妊娠パパ

妊娠パパ

理事長の中村嘉孝です。

数年前の、あの映像を覚えておられるでしょうか?
髭を生やした「男」が出産する、その「妊娠パパ」ことトーマス・ビーティーさんの離婚のニュースです。

http://www.narinari.com/Nd/20120818740.html

ビーティーさんは、男性となって女性と結婚したものの、奥さんが重症子宮内膜症で子宮摘出していたことから性転換手術を受けず、自分が変わりに、ドナー精子による人工授精で妊娠、出産。髭面のマッチョな「男」が分娩台で陣痛に耐える姿が、世界中に報じられました。

残念ながら、このカップル、その後、諸般の事情で不仲となり、現在、離婚の申し立てをしているのですが、状況が複雑なので簡単にはいきません。

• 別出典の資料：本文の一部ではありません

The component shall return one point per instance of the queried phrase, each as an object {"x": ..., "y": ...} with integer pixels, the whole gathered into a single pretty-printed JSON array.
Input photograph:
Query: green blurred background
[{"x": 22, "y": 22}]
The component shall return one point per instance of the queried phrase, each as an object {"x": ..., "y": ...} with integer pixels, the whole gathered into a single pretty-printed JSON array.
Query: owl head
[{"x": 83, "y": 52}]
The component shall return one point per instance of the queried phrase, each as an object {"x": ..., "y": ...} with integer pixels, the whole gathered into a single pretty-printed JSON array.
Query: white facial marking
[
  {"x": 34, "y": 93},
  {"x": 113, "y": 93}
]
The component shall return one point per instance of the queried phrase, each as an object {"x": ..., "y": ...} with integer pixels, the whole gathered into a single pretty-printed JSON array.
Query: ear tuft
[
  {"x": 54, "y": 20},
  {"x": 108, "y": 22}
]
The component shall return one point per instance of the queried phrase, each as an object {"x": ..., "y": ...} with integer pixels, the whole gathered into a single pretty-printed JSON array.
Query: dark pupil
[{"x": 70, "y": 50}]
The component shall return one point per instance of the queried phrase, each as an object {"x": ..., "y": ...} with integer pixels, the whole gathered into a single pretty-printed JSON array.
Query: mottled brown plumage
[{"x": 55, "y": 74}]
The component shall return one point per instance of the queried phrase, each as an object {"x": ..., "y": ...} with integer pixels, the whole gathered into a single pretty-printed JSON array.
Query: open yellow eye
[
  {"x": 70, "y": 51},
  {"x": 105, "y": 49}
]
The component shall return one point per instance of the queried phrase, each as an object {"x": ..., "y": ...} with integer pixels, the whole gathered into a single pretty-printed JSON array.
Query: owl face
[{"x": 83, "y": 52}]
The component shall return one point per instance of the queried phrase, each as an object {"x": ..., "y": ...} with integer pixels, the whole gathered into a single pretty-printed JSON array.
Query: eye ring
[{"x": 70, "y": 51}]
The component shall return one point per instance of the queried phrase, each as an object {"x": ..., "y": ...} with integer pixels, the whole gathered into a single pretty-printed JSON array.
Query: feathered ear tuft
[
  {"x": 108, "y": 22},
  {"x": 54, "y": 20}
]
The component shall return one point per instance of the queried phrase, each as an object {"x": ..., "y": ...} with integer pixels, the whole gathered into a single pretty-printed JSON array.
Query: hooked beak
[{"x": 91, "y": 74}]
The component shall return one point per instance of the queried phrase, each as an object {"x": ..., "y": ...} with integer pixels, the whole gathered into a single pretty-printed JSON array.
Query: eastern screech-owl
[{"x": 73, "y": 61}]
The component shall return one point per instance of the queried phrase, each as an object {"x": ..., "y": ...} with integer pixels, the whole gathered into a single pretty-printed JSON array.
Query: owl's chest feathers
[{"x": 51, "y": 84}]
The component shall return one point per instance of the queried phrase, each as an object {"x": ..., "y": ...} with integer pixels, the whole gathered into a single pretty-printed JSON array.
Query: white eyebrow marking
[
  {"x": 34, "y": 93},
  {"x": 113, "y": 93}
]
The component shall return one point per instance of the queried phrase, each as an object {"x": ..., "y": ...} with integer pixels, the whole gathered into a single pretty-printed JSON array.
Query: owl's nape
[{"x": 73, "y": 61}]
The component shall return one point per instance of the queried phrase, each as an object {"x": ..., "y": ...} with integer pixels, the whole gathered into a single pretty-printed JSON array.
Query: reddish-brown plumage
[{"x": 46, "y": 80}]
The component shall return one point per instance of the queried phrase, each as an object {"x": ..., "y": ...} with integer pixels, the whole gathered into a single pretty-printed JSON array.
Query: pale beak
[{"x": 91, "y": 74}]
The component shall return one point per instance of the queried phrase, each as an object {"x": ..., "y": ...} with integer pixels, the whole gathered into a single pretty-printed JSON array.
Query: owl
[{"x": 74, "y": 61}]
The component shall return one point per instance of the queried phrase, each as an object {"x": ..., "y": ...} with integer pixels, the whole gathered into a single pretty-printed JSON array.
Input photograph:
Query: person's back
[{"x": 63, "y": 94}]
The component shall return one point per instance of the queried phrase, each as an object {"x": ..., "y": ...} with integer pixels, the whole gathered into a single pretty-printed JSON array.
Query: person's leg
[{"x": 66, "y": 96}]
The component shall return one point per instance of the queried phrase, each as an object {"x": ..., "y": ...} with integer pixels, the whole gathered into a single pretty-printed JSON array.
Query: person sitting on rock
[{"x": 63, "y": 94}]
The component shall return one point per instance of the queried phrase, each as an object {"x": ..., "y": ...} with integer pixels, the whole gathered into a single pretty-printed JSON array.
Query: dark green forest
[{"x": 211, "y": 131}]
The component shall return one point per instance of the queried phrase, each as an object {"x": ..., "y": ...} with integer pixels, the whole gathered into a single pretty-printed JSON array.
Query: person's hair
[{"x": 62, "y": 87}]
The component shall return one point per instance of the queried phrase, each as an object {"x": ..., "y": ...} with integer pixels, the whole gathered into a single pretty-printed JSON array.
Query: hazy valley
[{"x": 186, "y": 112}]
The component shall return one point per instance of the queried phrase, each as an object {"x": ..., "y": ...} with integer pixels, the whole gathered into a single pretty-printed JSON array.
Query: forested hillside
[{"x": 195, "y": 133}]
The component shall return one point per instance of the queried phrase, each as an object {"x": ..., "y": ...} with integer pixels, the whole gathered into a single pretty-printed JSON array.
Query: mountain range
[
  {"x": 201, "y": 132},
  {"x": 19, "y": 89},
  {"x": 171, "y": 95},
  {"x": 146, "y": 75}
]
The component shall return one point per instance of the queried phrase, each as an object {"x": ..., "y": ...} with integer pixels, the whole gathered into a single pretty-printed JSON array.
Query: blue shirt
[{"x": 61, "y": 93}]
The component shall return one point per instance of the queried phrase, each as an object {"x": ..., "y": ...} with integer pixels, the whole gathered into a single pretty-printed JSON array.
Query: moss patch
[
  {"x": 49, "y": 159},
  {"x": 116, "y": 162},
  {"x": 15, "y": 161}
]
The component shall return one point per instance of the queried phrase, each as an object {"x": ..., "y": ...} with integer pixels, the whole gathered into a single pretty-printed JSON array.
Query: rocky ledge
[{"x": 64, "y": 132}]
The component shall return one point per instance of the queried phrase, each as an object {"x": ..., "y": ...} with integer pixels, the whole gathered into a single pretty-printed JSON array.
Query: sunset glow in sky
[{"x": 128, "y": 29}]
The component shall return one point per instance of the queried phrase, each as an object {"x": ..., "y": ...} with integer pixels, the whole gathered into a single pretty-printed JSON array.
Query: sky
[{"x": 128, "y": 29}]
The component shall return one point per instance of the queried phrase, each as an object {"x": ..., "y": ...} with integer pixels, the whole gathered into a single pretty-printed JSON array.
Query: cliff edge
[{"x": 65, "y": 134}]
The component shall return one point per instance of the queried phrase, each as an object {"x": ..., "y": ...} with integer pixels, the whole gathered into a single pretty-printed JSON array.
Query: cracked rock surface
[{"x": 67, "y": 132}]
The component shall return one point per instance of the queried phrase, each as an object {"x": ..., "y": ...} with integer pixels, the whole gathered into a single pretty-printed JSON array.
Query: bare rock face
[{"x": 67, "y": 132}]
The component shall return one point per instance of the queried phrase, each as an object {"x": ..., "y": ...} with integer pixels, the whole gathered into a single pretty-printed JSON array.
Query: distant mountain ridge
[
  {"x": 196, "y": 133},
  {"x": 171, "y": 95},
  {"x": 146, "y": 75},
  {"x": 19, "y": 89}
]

ハワイ州で結婚しているものの、ご存知の通りアメリカは州によって法律が違い、離婚を申し立てているアリゾナ州の裁判所では、「子どもを産むことのできる人を男性とは認められない」という理由で、「結婚がそもそも無効」ということになりそうな気配とのこと。

私自身は、どんな形でもこの世に子どもが生まれてくるのは喜ばしいことだと思っていますから、それを規制するよりは、技術の進歩に合わせて、法の整備が進むべきだと思うのですが、現実には、家族法に限らず、法律は事実を後追いするものでしかないのでしょうね。今回の件で、性転換カップルに対する感情は別にして、生殖技術の現状に合うような判例ができればいいですね。

ちなみに、私は性転換カップルに寛容なように思われるかも知れませんが、本当に共感できるのかというと話は別。正直、アリゾナの裁判所と同じく、妊婦さんが「男」というのは、強い心理的抵抗があります。

さて、件の離婚訴訟。弁護士は「『結婚は無効』となった方が慰謝料を支払わなくてすむから有利」と伝えているらしいですが、御本人は「そんな結果は望まない」と、あくまで「離婚」の成立を目指すとのこと。

性転換に共感できない私でも、このコメントだけは、「まさに、男の中の男」と思いました。